Alicja Wolk, Professor, Karolinska Institutet, Stockholm

Alicja Wolk, Professor, Karolinska Institutet, Stockholm

Alicja Wolk leads the workshop Diet-Environment-Health Nexus at the upcoming summit. Her workshop colleagues are Eva Warensjö Lemming, Nicklas Neuman, Emma Patterson, Stephanie Pitt and Carolin Zorell, who all have a broad research experience in topics related to food systems from Örebro University, Karolinska Institutet, and Uppsala University. We asked Alicja about the process of collaboration she and her workshop colleagues went through to arrive at this year’s workshop topic.

More recently, I have extended my research to include not only the impact of diet on human health but also on the environment and planetary health. Now, I am combining these two lines of research in one of my ongoing projects. This 5-year project, financed by Formas, has the same title “Diet-Environment-Health Nexus” as the Workshop I am preparing for the Uppsala Health Summit 2022 and will define a diet that is not only optimal for health but also has a low impact on the environment. This project is not addressing the question of HOW we can implement such an optimal diet in a whole population; this will be the main question asked during the Workshop. Because research on implementing changes in behaviour is not my expertise, I asked my colleagues from other universities to help with these challenging issues", says Professor Alicja Wolk.

In your opinion, what are the leading public health concerns in relation to food systems, and what needs to be done to achieve sustainable and equitable food systems promoting our health?

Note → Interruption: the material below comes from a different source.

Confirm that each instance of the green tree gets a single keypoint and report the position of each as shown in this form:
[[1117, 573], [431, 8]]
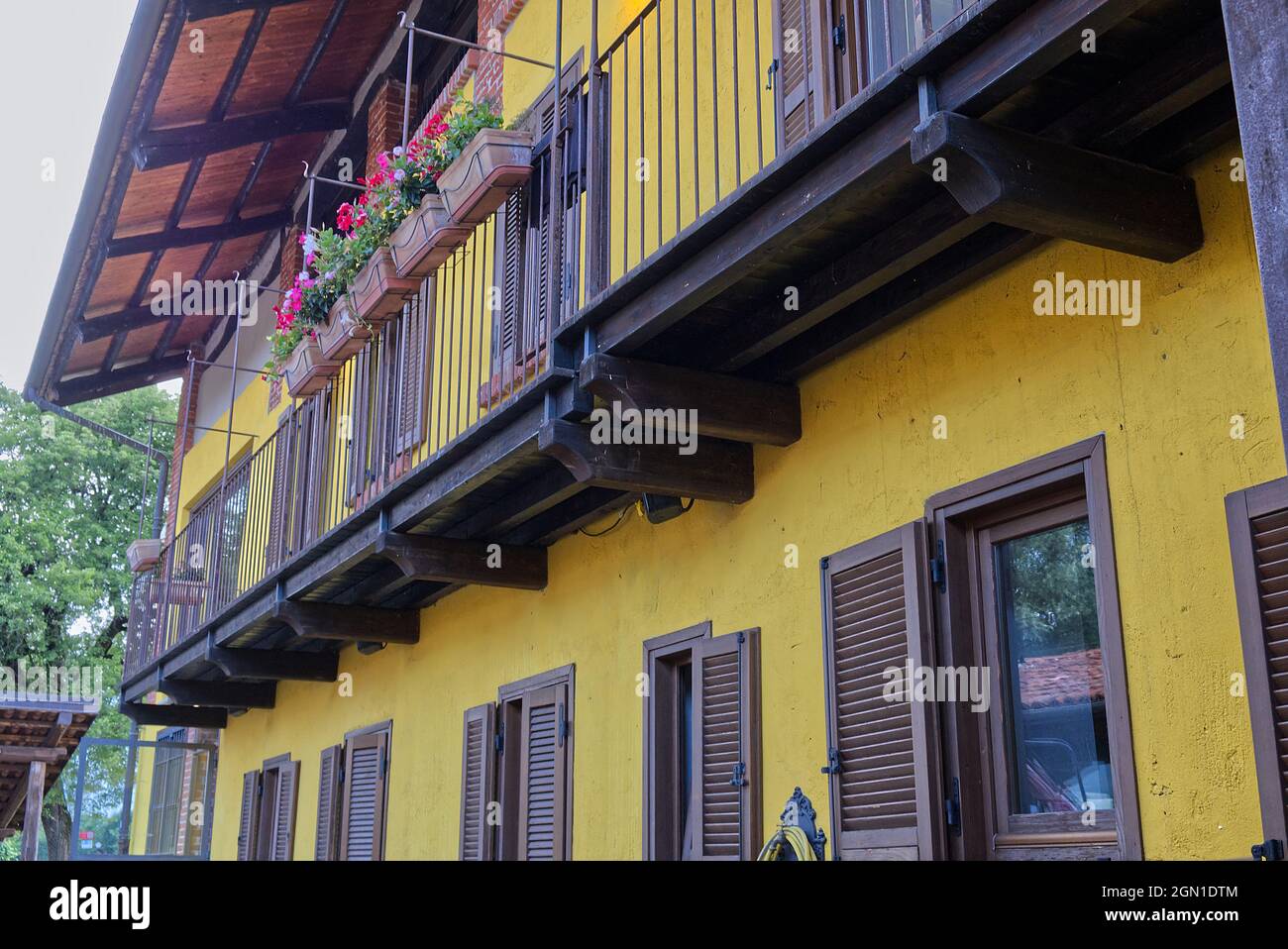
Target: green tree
[[69, 503]]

In my opinion, the most urgent concerns and challenges related to dietary patterns in Sweden and, in general, in developed countries are too low consumption of plant-based food (whole grains, vegetables, fruit, legumes), too high consumption of some animal-based food (processed meat, red meat, dairy) and too high and increasing consumption of processed food. Our estimates based on the self-reported diet of middle-aged and elderly Swedish men and women show that only 3-5 per cent of this adult population fulfil all criteria for a healthy diet. This very low per cent is annoying, but we should look at this with an optimistic eye and see enormous opportunity for improvement of diet in 95 per cent of the population. In consequence, not only the health of the population would improve, but also, in parallel, the impact of consumed foods on the environment would decrease. It would be a win-win situation for both people and the planet", says Professor Wolk.

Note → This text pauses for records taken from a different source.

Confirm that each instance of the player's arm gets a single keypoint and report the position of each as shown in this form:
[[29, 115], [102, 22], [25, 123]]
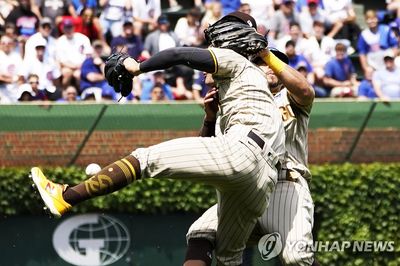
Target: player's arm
[[301, 91], [197, 58], [210, 117]]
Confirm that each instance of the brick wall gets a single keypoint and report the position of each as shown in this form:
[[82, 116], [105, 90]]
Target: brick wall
[[58, 147]]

What are your expectations for Uppsala Health Summit 2022 and your involvement?

I expect that the Workshop “Diet-Environment-Health Nexus” organised by our group within the frame of Uppsala Health Summit 2022 will deepen our understanding of a very complex interplay of many interdisciplinary factors determining our food habits. I hope that participants invited to this Workshop - representing academia, authorities, the private sector, non-profit organisations, communicators, etc.- will come up with novel and realistic solutions to some of the diet-environment-health challenges. I hope that these ideas will lead us to at least a little step toward better health and environment via a better diet and will be implemented", says Alicja Wolk.

Can you tell us about an ‘Aha moment’ you have had in your research?

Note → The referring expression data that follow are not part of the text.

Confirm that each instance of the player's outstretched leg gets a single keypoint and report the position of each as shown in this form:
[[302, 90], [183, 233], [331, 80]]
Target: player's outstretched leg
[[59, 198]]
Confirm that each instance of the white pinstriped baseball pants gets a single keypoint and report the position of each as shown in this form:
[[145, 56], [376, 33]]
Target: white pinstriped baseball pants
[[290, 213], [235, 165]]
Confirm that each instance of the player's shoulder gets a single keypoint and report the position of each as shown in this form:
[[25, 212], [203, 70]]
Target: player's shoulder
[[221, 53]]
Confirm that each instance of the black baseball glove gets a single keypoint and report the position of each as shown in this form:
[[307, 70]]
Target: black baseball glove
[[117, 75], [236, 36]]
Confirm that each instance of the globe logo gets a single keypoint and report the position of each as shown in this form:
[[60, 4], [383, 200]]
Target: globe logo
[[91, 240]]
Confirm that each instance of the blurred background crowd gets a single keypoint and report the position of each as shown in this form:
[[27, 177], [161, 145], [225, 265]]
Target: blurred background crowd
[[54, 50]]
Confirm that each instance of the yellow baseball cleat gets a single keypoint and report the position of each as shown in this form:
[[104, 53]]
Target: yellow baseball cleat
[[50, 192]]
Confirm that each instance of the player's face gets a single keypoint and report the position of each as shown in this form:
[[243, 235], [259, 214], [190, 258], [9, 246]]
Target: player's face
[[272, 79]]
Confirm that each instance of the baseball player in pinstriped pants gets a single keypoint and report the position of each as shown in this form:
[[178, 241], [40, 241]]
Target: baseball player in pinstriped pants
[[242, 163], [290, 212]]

It was fascinating to see our first results from the Formas project based on dietary information from 100,000 women and men from central Sweden (data from SIMPLER – Swedish Infrastructure for Medical Population-based Life-course and Environmental Research), how the environmental impact of diet was decreasing with increasing “healthiness” of the diet. In other words - the better the diet, the lower the impact on the environment and the better health of people and the planet", says Wolk.